Es quizá lo más grave de esta ley absurda. La desconfianza radical que evidencia hacia el emprendimiento en general por parte de un Gobierno de izquierda radical que ha asumido gustoso buena parte de los postulados de la extrema izquierda podemita. Es poner palos en la rueda del crecimiento y reconocer que ser empresario en España es un acto de heroicidad cuando no de simple masoquismo. Es introducir rigideces en el funcionamiento de la empresa, abriendo las puertas a la llegada de una “policía sindical” en las pequeñas y medianas, un terreno, el de las pymes, que los sindicatos habían visto vetado hasta ahora. Es, en fin, una iniciativa propia de gente que, como el propio Sánchez, no ha trabajado nunca en una empresa, ni grande ni pequeña, y cree que el dinero público es una especie de maná del que se puede tirar sin llegar jamás al fondo.
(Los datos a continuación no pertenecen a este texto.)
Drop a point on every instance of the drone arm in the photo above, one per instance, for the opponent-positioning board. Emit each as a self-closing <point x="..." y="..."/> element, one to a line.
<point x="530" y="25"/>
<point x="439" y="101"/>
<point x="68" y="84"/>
Es el Zapatero revisitado de la famosa frase “¡no me digas, Pedro, que no hay dinero para hacer política!” con la que, en los prolegómenos de la pasada crisis, espetó al ministro Solbes. La misma impúdica incapacidad para comprender la complejidad de una economía moderna, cuya clave de arco reside en el cuidado de la actividad empresarial y el enaltecimiento de las vocaciones emprendedoras. Una muestra del atroz intervencionismo que nos espera en los próximos cuatro años, y del infausto final que le aguarda, salvo milagro, a nuestra Economía.
Malos tiempos, también, para la lírica legislativa. Estamos ante una norma que refuerza esa idea tan extendida entre el español medio según la cual cualquier problema se arregla con una nueva ley, o esa funesta manía presente en tantas democracias sobrevenidas y faltas de rodaje de reglamentar hasta los aspectos más nimios del quehacer diario. Frente al viejo principio de “pocas leyes y justas” (“las leyes inútiles arruinan a las necesarias” decía Montesquieu), he aquí una nueva manifestación de ese delirio (el Estado y los 17 estaditos legislando como posesos) consistente en llevar al BOE normas que se sabe que no se van a cumplir, porque no es posible que se cumplan leyes absurdas y extemporáneas en países poco acostumbrados de suyo a respetarlas. Es el desprestigio de la ley. En ello estamos.